At the exact same time, Ilja said, sounding like he was trying to dissuade himself, "you would collapse under the burden of two curses at once."
Ina said, "are we really discussing this? We haven't even got answers from her..."
"It's Nez," Ilja said tiredly. "We never will."
"Then let me try Hyacinth," Ina said, "or Belle. Let me try to get answers. Let's not immediately start talking about..." She searched for the words. When she couldn't find them, she fell silent – and with her, the rest of the group as well. It was an uneasy quiet; Khalore could practically feel her conscience lying heavy on her shoulders.
Kinga said, "I'm not asking for anyone else to do it. I'll take responsibility for it."
One self-martyr recognises another. Khalore looked at her sharply, and saw how the Moon was holding herself – her shoulders set. She wasn't taking any joy in this, even with the bad blood which lay between her and Astaroth. It was an awful inevitability; it was a terrible duty; it was a burden, as much as any curse. She was simply doing as she had been told, as Khalore had told her all those months ago: you need to fight for us, Kinga. Not for any of your ghosts.
What else had Khalore said that day? We're staying together, aren't we?
And they had. She was suddenly overwhelmed with gratitude for it, all the stranger for the awful circumstances in which they found themselves. They were still together, strangers among strangers. They were still shoulder-to-shoulder, still fighting. If Azula was here, everything would have felt strangely complete. They needed each other – each one of them was necessary.
Except for Khalore.
They couldn't risk Kinga, Kinga's monstrous form, Kinga's fighting skill. But Khalore's curse hadn't manifested. Khalore had never transcended the others. Khalore was… useless.

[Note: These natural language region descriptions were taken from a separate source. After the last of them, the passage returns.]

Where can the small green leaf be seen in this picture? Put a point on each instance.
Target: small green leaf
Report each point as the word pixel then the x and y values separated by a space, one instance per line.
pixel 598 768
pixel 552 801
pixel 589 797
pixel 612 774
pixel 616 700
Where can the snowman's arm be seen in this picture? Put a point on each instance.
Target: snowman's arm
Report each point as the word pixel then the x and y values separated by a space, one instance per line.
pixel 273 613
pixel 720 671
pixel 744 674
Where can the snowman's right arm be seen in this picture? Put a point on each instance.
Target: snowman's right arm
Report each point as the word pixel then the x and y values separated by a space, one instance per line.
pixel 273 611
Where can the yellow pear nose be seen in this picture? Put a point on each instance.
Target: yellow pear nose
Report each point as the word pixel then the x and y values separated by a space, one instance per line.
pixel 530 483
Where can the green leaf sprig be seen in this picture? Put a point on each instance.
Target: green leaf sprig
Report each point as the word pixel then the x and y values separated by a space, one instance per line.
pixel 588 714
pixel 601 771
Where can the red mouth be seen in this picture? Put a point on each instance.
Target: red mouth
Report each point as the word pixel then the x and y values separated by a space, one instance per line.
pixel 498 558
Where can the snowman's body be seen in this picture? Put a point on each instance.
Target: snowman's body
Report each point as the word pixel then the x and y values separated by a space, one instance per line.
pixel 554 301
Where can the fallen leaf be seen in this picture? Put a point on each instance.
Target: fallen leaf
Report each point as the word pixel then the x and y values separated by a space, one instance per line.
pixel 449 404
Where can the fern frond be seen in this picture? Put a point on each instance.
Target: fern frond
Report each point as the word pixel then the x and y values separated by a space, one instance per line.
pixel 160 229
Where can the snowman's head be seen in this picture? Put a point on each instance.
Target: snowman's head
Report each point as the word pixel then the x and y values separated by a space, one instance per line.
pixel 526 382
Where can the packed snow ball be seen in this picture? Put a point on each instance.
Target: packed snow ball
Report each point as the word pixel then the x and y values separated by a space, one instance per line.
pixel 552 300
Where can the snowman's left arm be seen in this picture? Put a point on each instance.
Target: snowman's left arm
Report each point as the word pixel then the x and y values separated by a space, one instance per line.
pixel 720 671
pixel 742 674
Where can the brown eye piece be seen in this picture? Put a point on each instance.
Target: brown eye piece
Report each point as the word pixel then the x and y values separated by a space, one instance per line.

Ina was speaking, bargaining. "Give me a few hours to talk, at the least."
"We're not jumping to action," Ghjuvan agreed.
"But we needed to talk about it," Ilja added. "We needed to know that..."
He was silent for a moment. Khalore said, "that it was a possibility."
"That we were willing to do," Kinga said, "what we have to do."
Khalore nodded, setting her jaw. She would, if she had to. Wouldn't she?
Would she?
Kill one of their own? Take their Curse? Consume them – their burden – their duty?
God, no.
God, she wasn't sure, now that she thought of it, now that the thought rose to the forefront of her mind – a knife or garrotte in hand, blood and bone beneath her fingers, the light fading from eyes, amber or brown.
God, was this why Kinga had that empty look in her eyes?
Ghjuvan nudged her gently and then, reading her expression, took her hand and squeezed lightly. "Deep breaths," he murmured. "We'll be okay. It won't come to that."
But if it did…
She smiled shakily, and tightened her grip on his, as though she could physically, tenably, draw strength from him. "You're a bad liar, Ghju, did I ever tell you?"
"Oh," Ghjuvan said. Despite the subject matter, his smile was big and bright. "Only a few thousand times."